The West African church for her was different from upstate New York. “The liturgy was full of harmonizing singing and drums. It was a very festive occasion every Sunday morning,” she said.
Out of her experience, Parker said she gained “a very strong adherence to the strong social justice message of the church. In addition to becoming enamored with the social justice teachings of the church, it was the beginning of exposure to the universality of the church.”
“You could go into any church and it was the same Mass, the same Communion. I think it’s just fabulous. It was really beautiful to see it,” she said.
Tiffany Grimes described herself as agnostic during college, but in the Peace Corps she prayed at Christmas Mass, walked in the Good Friday procession, and sat at vigil celebrations at statues of the Virgin Mary that dotted her Ecuadoran community. The Alabama native lived in the South American country from 2009 to 2012.
Her small town survived on agriculture. “Beside being a school teacher or owning a small shop, the only other job would be working in the fields,” she said.
Now 27, Grimes joined the church during her year abroad.
A retreat experience drew her closer to the church. She was baptized and received first Communion in Ecuador, surrounded by 30 friends and her host family, a few weeks before she returned to the United States.
“Charity is something we put a lot of emphasis on. Being Catholic motivated me to be charitable and reach out to those in need,” she said.
She is pursing a doctorate at the University of Georgia in counseling and psychology, with research focused on women living with HIV. She attends St. Joseph Church, Athens.
By helping start businesses, or teaching a community about avoiding sickness, Peace Corps volunteers see their efforts as living out Kennedy’s vision.
Grimes said she respected Kennedy’s work on aiding the underprivileged.

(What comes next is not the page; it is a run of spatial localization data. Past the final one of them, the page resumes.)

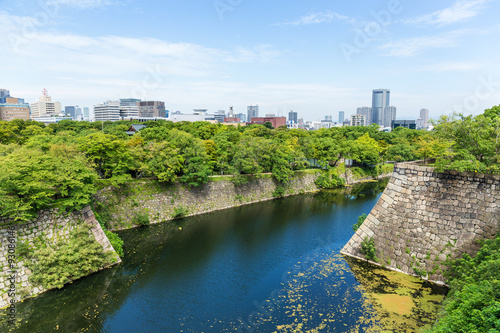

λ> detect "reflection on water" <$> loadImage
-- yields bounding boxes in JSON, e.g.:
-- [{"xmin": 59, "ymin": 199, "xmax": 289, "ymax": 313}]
[{"xmin": 1, "ymin": 180, "xmax": 445, "ymax": 332}]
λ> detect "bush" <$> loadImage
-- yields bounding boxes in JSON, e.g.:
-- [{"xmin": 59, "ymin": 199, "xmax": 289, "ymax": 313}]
[
  {"xmin": 272, "ymin": 185, "xmax": 286, "ymax": 197},
  {"xmin": 361, "ymin": 237, "xmax": 378, "ymax": 262},
  {"xmin": 133, "ymin": 213, "xmax": 150, "ymax": 226},
  {"xmin": 353, "ymin": 213, "xmax": 367, "ymax": 232},
  {"xmin": 104, "ymin": 230, "xmax": 124, "ymax": 257},
  {"xmin": 429, "ymin": 234, "xmax": 500, "ymax": 332},
  {"xmin": 172, "ymin": 206, "xmax": 189, "ymax": 219},
  {"xmin": 22, "ymin": 225, "xmax": 115, "ymax": 290},
  {"xmin": 315, "ymin": 171, "xmax": 345, "ymax": 189}
]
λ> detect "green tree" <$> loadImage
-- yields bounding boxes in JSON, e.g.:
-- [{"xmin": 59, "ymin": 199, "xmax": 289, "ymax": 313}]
[{"xmin": 0, "ymin": 147, "xmax": 97, "ymax": 222}]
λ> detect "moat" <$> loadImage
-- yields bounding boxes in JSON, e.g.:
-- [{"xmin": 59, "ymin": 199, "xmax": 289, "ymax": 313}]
[{"xmin": 1, "ymin": 181, "xmax": 447, "ymax": 332}]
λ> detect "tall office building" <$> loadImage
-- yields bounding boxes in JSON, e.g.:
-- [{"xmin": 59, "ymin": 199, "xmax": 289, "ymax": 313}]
[
  {"xmin": 372, "ymin": 89, "xmax": 390, "ymax": 126},
  {"xmin": 137, "ymin": 101, "xmax": 166, "ymax": 118},
  {"xmin": 30, "ymin": 89, "xmax": 61, "ymax": 118},
  {"xmin": 65, "ymin": 106, "xmax": 76, "ymax": 119},
  {"xmin": 288, "ymin": 110, "xmax": 298, "ymax": 124},
  {"xmin": 0, "ymin": 89, "xmax": 10, "ymax": 103},
  {"xmin": 383, "ymin": 106, "xmax": 397, "ymax": 128},
  {"xmin": 247, "ymin": 105, "xmax": 259, "ymax": 121},
  {"xmin": 83, "ymin": 107, "xmax": 90, "ymax": 121},
  {"xmin": 338, "ymin": 111, "xmax": 345, "ymax": 123},
  {"xmin": 357, "ymin": 107, "xmax": 372, "ymax": 125},
  {"xmin": 420, "ymin": 109, "xmax": 429, "ymax": 128},
  {"xmin": 94, "ymin": 100, "xmax": 120, "ymax": 121},
  {"xmin": 120, "ymin": 98, "xmax": 141, "ymax": 118}
]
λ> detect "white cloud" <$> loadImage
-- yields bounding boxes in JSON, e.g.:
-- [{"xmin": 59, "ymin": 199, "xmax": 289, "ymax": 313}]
[
  {"xmin": 275, "ymin": 10, "xmax": 358, "ymax": 26},
  {"xmin": 404, "ymin": 0, "xmax": 490, "ymax": 26},
  {"xmin": 380, "ymin": 30, "xmax": 470, "ymax": 57}
]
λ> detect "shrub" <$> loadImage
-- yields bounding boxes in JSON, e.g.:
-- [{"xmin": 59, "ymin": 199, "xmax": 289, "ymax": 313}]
[
  {"xmin": 272, "ymin": 185, "xmax": 286, "ymax": 197},
  {"xmin": 361, "ymin": 237, "xmax": 378, "ymax": 262},
  {"xmin": 104, "ymin": 230, "xmax": 124, "ymax": 257},
  {"xmin": 133, "ymin": 213, "xmax": 150, "ymax": 226},
  {"xmin": 315, "ymin": 171, "xmax": 345, "ymax": 189},
  {"xmin": 172, "ymin": 206, "xmax": 189, "ymax": 219},
  {"xmin": 353, "ymin": 213, "xmax": 367, "ymax": 232},
  {"xmin": 22, "ymin": 225, "xmax": 115, "ymax": 290}
]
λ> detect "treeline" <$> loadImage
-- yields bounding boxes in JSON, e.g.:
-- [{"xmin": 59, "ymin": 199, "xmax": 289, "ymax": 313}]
[{"xmin": 1, "ymin": 104, "xmax": 499, "ymax": 222}]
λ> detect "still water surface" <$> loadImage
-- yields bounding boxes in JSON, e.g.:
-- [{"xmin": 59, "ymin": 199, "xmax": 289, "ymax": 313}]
[{"xmin": 2, "ymin": 181, "xmax": 447, "ymax": 332}]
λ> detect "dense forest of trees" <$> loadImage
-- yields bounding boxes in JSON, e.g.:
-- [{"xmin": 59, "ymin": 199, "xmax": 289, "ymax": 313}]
[{"xmin": 0, "ymin": 105, "xmax": 499, "ymax": 223}]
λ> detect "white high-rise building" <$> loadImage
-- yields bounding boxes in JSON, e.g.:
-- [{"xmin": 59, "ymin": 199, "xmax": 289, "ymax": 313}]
[
  {"xmin": 420, "ymin": 109, "xmax": 429, "ymax": 128},
  {"xmin": 30, "ymin": 89, "xmax": 61, "ymax": 118},
  {"xmin": 351, "ymin": 114, "xmax": 366, "ymax": 127},
  {"xmin": 94, "ymin": 100, "xmax": 120, "ymax": 121}
]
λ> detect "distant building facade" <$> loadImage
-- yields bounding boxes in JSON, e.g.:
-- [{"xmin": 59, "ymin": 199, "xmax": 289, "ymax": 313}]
[
  {"xmin": 418, "ymin": 108, "xmax": 429, "ymax": 129},
  {"xmin": 372, "ymin": 89, "xmax": 390, "ymax": 126},
  {"xmin": 247, "ymin": 105, "xmax": 259, "ymax": 121},
  {"xmin": 119, "ymin": 98, "xmax": 141, "ymax": 118},
  {"xmin": 350, "ymin": 114, "xmax": 366, "ymax": 127},
  {"xmin": 30, "ymin": 89, "xmax": 61, "ymax": 118},
  {"xmin": 0, "ymin": 89, "xmax": 10, "ymax": 103},
  {"xmin": 249, "ymin": 117, "xmax": 286, "ymax": 128},
  {"xmin": 357, "ymin": 106, "xmax": 373, "ymax": 125},
  {"xmin": 392, "ymin": 120, "xmax": 416, "ymax": 130},
  {"xmin": 137, "ymin": 101, "xmax": 167, "ymax": 118},
  {"xmin": 338, "ymin": 111, "xmax": 345, "ymax": 124},
  {"xmin": 0, "ymin": 97, "xmax": 30, "ymax": 121},
  {"xmin": 383, "ymin": 106, "xmax": 397, "ymax": 128},
  {"xmin": 288, "ymin": 110, "xmax": 298, "ymax": 124},
  {"xmin": 94, "ymin": 100, "xmax": 120, "ymax": 121},
  {"xmin": 65, "ymin": 106, "xmax": 76, "ymax": 119}
]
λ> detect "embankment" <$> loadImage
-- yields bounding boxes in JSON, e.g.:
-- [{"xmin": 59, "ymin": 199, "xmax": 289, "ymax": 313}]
[
  {"xmin": 0, "ymin": 207, "xmax": 119, "ymax": 309},
  {"xmin": 95, "ymin": 169, "xmax": 393, "ymax": 231},
  {"xmin": 341, "ymin": 163, "xmax": 500, "ymax": 284}
]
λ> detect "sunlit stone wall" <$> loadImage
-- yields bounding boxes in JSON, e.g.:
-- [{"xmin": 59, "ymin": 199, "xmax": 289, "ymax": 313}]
[
  {"xmin": 0, "ymin": 207, "xmax": 119, "ymax": 309},
  {"xmin": 341, "ymin": 163, "xmax": 500, "ymax": 284}
]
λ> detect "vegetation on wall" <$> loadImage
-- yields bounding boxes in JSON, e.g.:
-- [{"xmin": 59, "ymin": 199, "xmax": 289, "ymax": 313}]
[
  {"xmin": 353, "ymin": 213, "xmax": 367, "ymax": 232},
  {"xmin": 361, "ymin": 236, "xmax": 378, "ymax": 262},
  {"xmin": 429, "ymin": 234, "xmax": 500, "ymax": 332},
  {"xmin": 17, "ymin": 224, "xmax": 116, "ymax": 290}
]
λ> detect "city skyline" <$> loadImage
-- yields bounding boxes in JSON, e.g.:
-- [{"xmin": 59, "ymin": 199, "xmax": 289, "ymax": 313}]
[{"xmin": 1, "ymin": 1, "xmax": 500, "ymax": 120}]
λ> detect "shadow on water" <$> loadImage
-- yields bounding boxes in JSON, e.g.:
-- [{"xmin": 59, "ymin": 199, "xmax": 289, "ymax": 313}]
[{"xmin": 0, "ymin": 179, "xmax": 443, "ymax": 333}]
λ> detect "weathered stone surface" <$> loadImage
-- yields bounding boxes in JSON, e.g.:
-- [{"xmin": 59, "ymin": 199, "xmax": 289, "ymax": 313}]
[
  {"xmin": 0, "ymin": 207, "xmax": 120, "ymax": 309},
  {"xmin": 341, "ymin": 163, "xmax": 500, "ymax": 284}
]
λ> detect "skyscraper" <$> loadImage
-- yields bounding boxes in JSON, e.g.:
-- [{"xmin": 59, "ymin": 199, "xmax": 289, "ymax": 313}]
[
  {"xmin": 0, "ymin": 89, "xmax": 10, "ymax": 103},
  {"xmin": 372, "ymin": 89, "xmax": 390, "ymax": 126},
  {"xmin": 339, "ymin": 111, "xmax": 345, "ymax": 123},
  {"xmin": 288, "ymin": 110, "xmax": 298, "ymax": 124},
  {"xmin": 356, "ymin": 106, "xmax": 373, "ymax": 125},
  {"xmin": 383, "ymin": 106, "xmax": 397, "ymax": 128},
  {"xmin": 420, "ymin": 109, "xmax": 429, "ymax": 128},
  {"xmin": 65, "ymin": 106, "xmax": 76, "ymax": 119},
  {"xmin": 247, "ymin": 105, "xmax": 259, "ymax": 121}
]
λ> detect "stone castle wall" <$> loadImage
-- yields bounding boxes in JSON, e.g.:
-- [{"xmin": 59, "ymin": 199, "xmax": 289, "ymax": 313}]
[
  {"xmin": 0, "ymin": 207, "xmax": 119, "ymax": 309},
  {"xmin": 341, "ymin": 163, "xmax": 500, "ymax": 284},
  {"xmin": 96, "ymin": 170, "xmax": 394, "ymax": 231}
]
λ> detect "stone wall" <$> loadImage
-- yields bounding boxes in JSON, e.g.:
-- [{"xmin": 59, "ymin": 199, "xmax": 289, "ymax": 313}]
[
  {"xmin": 0, "ymin": 207, "xmax": 119, "ymax": 309},
  {"xmin": 341, "ymin": 163, "xmax": 500, "ymax": 284},
  {"xmin": 95, "ymin": 170, "xmax": 394, "ymax": 231},
  {"xmin": 94, "ymin": 172, "xmax": 321, "ymax": 231}
]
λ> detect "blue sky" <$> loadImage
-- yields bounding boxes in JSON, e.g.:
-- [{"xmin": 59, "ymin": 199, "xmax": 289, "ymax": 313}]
[{"xmin": 1, "ymin": 0, "xmax": 499, "ymax": 121}]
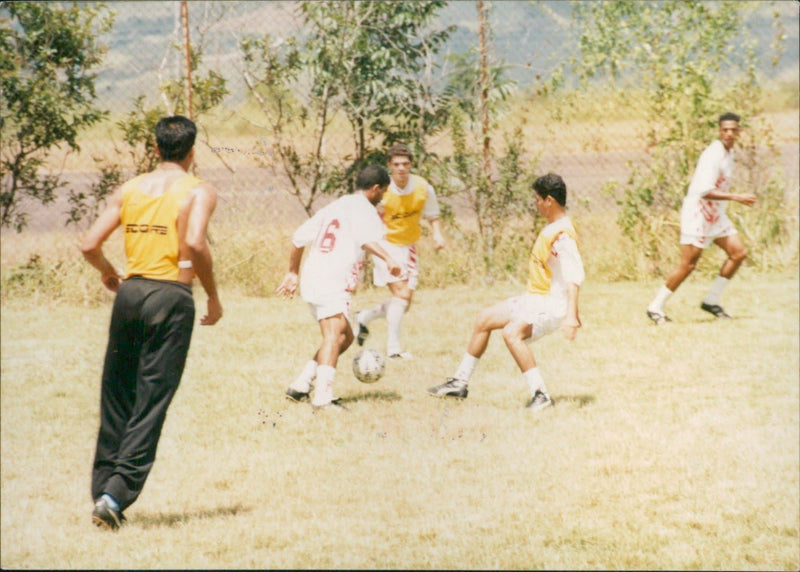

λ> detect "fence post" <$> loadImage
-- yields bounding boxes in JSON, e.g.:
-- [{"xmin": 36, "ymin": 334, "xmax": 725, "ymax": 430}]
[{"xmin": 181, "ymin": 1, "xmax": 193, "ymax": 121}]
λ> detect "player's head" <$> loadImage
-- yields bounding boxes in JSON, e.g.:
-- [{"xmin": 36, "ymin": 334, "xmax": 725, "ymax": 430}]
[
  {"xmin": 718, "ymin": 112, "xmax": 740, "ymax": 125},
  {"xmin": 387, "ymin": 143, "xmax": 413, "ymax": 185},
  {"xmin": 155, "ymin": 116, "xmax": 197, "ymax": 162},
  {"xmin": 387, "ymin": 143, "xmax": 413, "ymax": 163},
  {"xmin": 356, "ymin": 165, "xmax": 391, "ymax": 205},
  {"xmin": 533, "ymin": 173, "xmax": 567, "ymax": 208},
  {"xmin": 717, "ymin": 112, "xmax": 741, "ymax": 150}
]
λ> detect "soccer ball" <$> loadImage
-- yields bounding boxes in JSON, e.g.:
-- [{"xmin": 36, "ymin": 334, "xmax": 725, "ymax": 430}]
[{"xmin": 352, "ymin": 349, "xmax": 385, "ymax": 384}]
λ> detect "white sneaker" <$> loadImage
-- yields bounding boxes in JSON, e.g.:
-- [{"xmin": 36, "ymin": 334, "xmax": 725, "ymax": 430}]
[
  {"xmin": 526, "ymin": 390, "xmax": 555, "ymax": 411},
  {"xmin": 646, "ymin": 309, "xmax": 672, "ymax": 325}
]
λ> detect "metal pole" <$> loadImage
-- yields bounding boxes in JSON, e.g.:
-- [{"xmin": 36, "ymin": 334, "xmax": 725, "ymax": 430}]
[
  {"xmin": 181, "ymin": 1, "xmax": 193, "ymax": 120},
  {"xmin": 478, "ymin": 0, "xmax": 494, "ymax": 277}
]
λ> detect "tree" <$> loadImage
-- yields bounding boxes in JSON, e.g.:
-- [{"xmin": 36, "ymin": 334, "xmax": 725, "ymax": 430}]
[
  {"xmin": 237, "ymin": 0, "xmax": 454, "ymax": 216},
  {"xmin": 66, "ymin": 3, "xmax": 229, "ymax": 228},
  {"xmin": 562, "ymin": 1, "xmax": 787, "ymax": 274},
  {"xmin": 428, "ymin": 1, "xmax": 531, "ymax": 278},
  {"xmin": 0, "ymin": 2, "xmax": 113, "ymax": 231},
  {"xmin": 239, "ymin": 31, "xmax": 339, "ymax": 217},
  {"xmin": 300, "ymin": 1, "xmax": 453, "ymax": 163}
]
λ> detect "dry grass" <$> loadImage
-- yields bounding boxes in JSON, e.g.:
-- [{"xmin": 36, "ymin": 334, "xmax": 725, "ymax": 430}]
[
  {"xmin": 41, "ymin": 94, "xmax": 800, "ymax": 173},
  {"xmin": 1, "ymin": 276, "xmax": 798, "ymax": 569}
]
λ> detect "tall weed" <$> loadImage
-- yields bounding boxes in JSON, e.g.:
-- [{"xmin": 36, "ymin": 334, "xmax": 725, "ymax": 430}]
[{"xmin": 3, "ymin": 205, "xmax": 797, "ymax": 305}]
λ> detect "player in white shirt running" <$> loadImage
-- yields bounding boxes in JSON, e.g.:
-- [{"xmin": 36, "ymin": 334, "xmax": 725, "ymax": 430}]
[
  {"xmin": 428, "ymin": 173, "xmax": 584, "ymax": 411},
  {"xmin": 275, "ymin": 166, "xmax": 402, "ymax": 410},
  {"xmin": 355, "ymin": 143, "xmax": 446, "ymax": 360},
  {"xmin": 647, "ymin": 112, "xmax": 757, "ymax": 324}
]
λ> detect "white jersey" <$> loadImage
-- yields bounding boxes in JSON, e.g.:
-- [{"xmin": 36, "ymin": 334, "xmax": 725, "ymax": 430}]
[
  {"xmin": 680, "ymin": 140, "xmax": 737, "ymax": 245},
  {"xmin": 293, "ymin": 193, "xmax": 385, "ymax": 305}
]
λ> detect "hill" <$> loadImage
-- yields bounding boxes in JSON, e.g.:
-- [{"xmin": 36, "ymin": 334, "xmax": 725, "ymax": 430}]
[{"xmin": 93, "ymin": 1, "xmax": 799, "ymax": 108}]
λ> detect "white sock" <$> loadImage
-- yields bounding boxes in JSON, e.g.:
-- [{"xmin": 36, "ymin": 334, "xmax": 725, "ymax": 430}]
[
  {"xmin": 703, "ymin": 276, "xmax": 729, "ymax": 306},
  {"xmin": 453, "ymin": 353, "xmax": 479, "ymax": 382},
  {"xmin": 524, "ymin": 367, "xmax": 547, "ymax": 395},
  {"xmin": 648, "ymin": 285, "xmax": 673, "ymax": 313},
  {"xmin": 311, "ymin": 365, "xmax": 336, "ymax": 407},
  {"xmin": 359, "ymin": 301, "xmax": 389, "ymax": 326},
  {"xmin": 386, "ymin": 297, "xmax": 409, "ymax": 355},
  {"xmin": 101, "ymin": 493, "xmax": 121, "ymax": 512},
  {"xmin": 289, "ymin": 360, "xmax": 318, "ymax": 392}
]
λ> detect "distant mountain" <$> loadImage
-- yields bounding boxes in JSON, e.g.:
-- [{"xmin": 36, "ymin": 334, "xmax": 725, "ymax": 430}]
[{"xmin": 93, "ymin": 1, "xmax": 799, "ymax": 108}]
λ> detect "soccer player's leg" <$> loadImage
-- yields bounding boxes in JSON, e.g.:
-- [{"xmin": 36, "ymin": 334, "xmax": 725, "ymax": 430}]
[
  {"xmin": 648, "ymin": 243, "xmax": 703, "ymax": 324},
  {"xmin": 312, "ymin": 310, "xmax": 350, "ymax": 408},
  {"xmin": 428, "ymin": 298, "xmax": 512, "ymax": 399},
  {"xmin": 701, "ymin": 233, "xmax": 747, "ymax": 318},
  {"xmin": 386, "ymin": 280, "xmax": 412, "ymax": 358},
  {"xmin": 502, "ymin": 297, "xmax": 556, "ymax": 410}
]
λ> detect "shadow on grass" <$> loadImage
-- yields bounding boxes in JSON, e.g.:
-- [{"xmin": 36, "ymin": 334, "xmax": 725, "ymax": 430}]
[
  {"xmin": 133, "ymin": 504, "xmax": 250, "ymax": 529},
  {"xmin": 341, "ymin": 390, "xmax": 402, "ymax": 404},
  {"xmin": 556, "ymin": 393, "xmax": 596, "ymax": 408}
]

“I think it’s really amazing and I am proud to be a part of something that’s linked to his legacy,” Grimes said.
Jim Sheahan, of All Saints Church, Dunwoody, was one of the early volunteers when he served from 1961 to 1963 in Sierra Leone. He worked on programs for secondary school students. Sheahan said his faith motivated him to join the Peace Corps.
“I viewed it as an important opportunity for me to devote my time and effort to working with students and the local neighborhood in improving their way of life,” he said.
“The Peace Corps is indeed one of the most visible and lasting legacies of President Kennedy. His youthful appearance and enthusiasm inspired me to volunteer in what I viewed as a great opportunity for me to help less fortunate people help themselves,” Sheahan said.
Marie Shockley, 75, retired from the federal government and joined the Peace Corps. She served in Namibia, from 2002 to 2004. Her attendance at Mass there drew attention but also built links to the community. The Peace Corps service “is a continuation of my faith,” said Shockley, who is involved with several ministries at Holy Family Church, Marietta, including St. Vincent de Paul and Habitat for Humanity.
“I think JFK was a man of vision and compassion, which is rare, especially for those who are so privileged,” she said. “I still mourn his death, and loss to us all.”